ASN di Karimun Tak Bisa Lagi Pakai Gas Elpiji 3 Kg

batampos.id – Dinas Perdagangan, Koperasi, Usaha Kecil Menengah dan Energi Sumber Daya Mineral (Disdagkop, UKM dan ESDM) Karimun, Selasa (6/4/201) memanggil lima agen distribusi LPG subsidi 3 kilogram secara bertahap bersama pihak kepolisian. “Kemarin, kita lakukan sosialisasi PT Petromas Jaya Abadi dahulu. Kemudian, hari ini empat perusahaan lagi dilakukan sosialisasi bagaimana pendistribusian Gas LPG subsidi 3 kilogram kepada pangkalan-pangkalan di bawah agen distribusi,” jelas Kepala Dinas Perdagangan, Koperasi, UKM dan ESDM Karimun M Yosli.

jelas Kepala Dinas Perdagangan, Koperasi, UKM dan ESDM Karimun M Yosli memberi penjelasan soal distribusi gas elpiji 3 kg di Karimun. (f.tri/batampos.id)

BACA JUGA: Ribuan Tabung Gas Elpiji untuk Karimun Tertahan di Tanjunguban, Bintan

Untuk Kabupaten Karimun ada lima agen gas subsidi 3 kilogram yaitu PT Petromas Jaya Abadi, PT Cipta Nusa Indonnesia dan PT Prima Jaya Sukses untuk wilayah pulau Karimun. Kemudian, PT Lestari Cipta Prima Sakti dan PT Bintang Abadi untuk wilayah Pulau Kundur dan Pulau sekitarnya.

Advertisement

Sosialisasi tersebut bertujuan mengatasi terjadinya kelangkaan gas di tengah-tengah masyarakat. Di mana agen melalui pangkalan-pangkalan yang mendapatkan jatah gas agar benar-benar mendistribusikan kepada masyarakat miskin.

“Pangkalan-pangkalan juga kita undang biar mengerti penjualan gas subsidi diperuntukkan kepada masyarakat miskin. Rencana kita akan terapkan kartu pelanggan yang mencakup kartu kendali,” ungkapnya.

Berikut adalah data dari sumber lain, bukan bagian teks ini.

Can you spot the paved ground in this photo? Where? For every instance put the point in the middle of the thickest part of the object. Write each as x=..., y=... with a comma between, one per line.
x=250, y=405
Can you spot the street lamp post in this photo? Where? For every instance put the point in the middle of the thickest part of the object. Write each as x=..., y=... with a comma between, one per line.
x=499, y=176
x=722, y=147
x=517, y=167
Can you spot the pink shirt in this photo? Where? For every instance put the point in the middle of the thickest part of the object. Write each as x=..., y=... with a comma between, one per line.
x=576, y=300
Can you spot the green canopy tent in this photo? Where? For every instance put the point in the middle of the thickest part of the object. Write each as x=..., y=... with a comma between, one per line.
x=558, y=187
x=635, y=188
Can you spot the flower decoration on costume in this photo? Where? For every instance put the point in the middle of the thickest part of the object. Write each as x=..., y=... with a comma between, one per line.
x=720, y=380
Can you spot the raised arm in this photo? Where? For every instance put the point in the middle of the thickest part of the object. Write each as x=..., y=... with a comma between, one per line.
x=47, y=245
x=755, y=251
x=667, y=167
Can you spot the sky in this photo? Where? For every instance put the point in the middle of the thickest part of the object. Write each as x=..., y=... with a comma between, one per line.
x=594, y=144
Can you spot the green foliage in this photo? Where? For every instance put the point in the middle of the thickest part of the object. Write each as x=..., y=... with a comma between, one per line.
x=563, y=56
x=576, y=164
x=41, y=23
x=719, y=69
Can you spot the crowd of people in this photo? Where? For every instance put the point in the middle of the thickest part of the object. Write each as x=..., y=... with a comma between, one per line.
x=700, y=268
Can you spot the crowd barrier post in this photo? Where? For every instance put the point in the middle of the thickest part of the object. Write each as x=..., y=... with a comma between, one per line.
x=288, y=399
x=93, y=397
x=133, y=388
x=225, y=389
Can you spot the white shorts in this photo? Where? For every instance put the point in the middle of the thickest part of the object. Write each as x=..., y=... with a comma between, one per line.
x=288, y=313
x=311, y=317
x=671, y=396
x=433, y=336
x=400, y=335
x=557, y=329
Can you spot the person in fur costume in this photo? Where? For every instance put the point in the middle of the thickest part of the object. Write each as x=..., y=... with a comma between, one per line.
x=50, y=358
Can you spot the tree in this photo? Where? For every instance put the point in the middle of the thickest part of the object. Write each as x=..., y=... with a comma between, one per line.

Menurutnya kartu pelanggan ini mencakup kartu kendali yang diperuntukan satu rumah tangga diberikan kuota 3 tabung. Kemudian, untuk usaha mikro seperti penjual gorengan, bakso dan sebagainya 9 tabung sesuai aturan. “Saya tegaskan ASN tidak diperbolehkan menggunakan gas 3 kilo. Honorer diperbolehkan. Mohon kesadaran masyarakat yang mampu agar menggunakan LPG 12 kilo,” tuturnya.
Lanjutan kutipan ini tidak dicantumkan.